This particular post is geared towards those who are currently dating and trying to establish long term relationships. It is based off of what I learned from the book How to Avoid Falling in Love with a Jerk, by John Van Epp PHD.
With any close relationship, but especially romantic ones, one of the pillars of the relationship is trust. With trust we feel a sense of ease and safety, without it we find ourselves anxious and tense. Developing this trust with a partner is essential before you commit to them and build a life together. There are a few things however that we need to appropriately build trust.
The first thing we need is to know the other person. This involves knowing general things like their favorite restaurants or what genre of movie they usually watch, it involves knowing deep things about them like what their biggest dreams and personal values are, and it involves knowing about their past for example why their previous relationships ended and what their family was like when they were growing up. Without this knowledge we can’t answer questions such as, are we moving towards compatible life goals, what relationship patterns should I watch out for, and what things is my partner likely to be sensitive to. Gaining this knowledge involves careful conversations and time spent together in multiple situations.
The next thing we need to establish trust is time. Unfortunately it takes about three months before we usually start seeing our partners flaws, bad habits, and true nature. Before then it is easy to put on a good face. Without sufficient time, you will not be aware of all the potential strengths and weaknesses of the person you are dating. There really is no other substitute for time.
The lasts thing we need in order to have an appropriate level of trust is the ability to see important patterns and warning signs. Everyone has an occasional bad day or a small bad habit or two, but after you’ve spent enough time to get to know the person, watch out for some of the following red flags:
- Your partner consistently misses dates or cancels plans last minute.
- Your partner considers every one of their past dating partners to be crazy.
- Your partner has cheated on multiple past partners.
- Your partner frequently makes hurtful comments about you.
- Your partner devalues your feelings, especially about things they’ve done or said.
- Your partner is rude to their family.
- Your partner is disrespectful to strangers.

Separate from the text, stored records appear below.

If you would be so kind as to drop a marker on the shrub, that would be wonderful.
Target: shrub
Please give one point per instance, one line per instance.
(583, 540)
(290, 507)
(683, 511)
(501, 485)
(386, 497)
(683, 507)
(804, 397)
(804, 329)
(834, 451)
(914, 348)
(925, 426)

- Your partner has ever become physically aggressive with you.
- Your partner has lied about many small things.
- Your partner punishes you in some way when you do or say things they don’t like.
These red flags are usually a good indicator that you should not trust the person you are with. Some people overlook these red flags or purposefully ignore them because them feel an emotional connection with their partner. This often leads to misplaced trust. If you see a pattern of problematic behavior, it is not likely to change and you will find yourself in a cycle of disappointment. If you cannot trust someone, then it is best to terminate the relationship or you will find yourself falling in love with a jerk.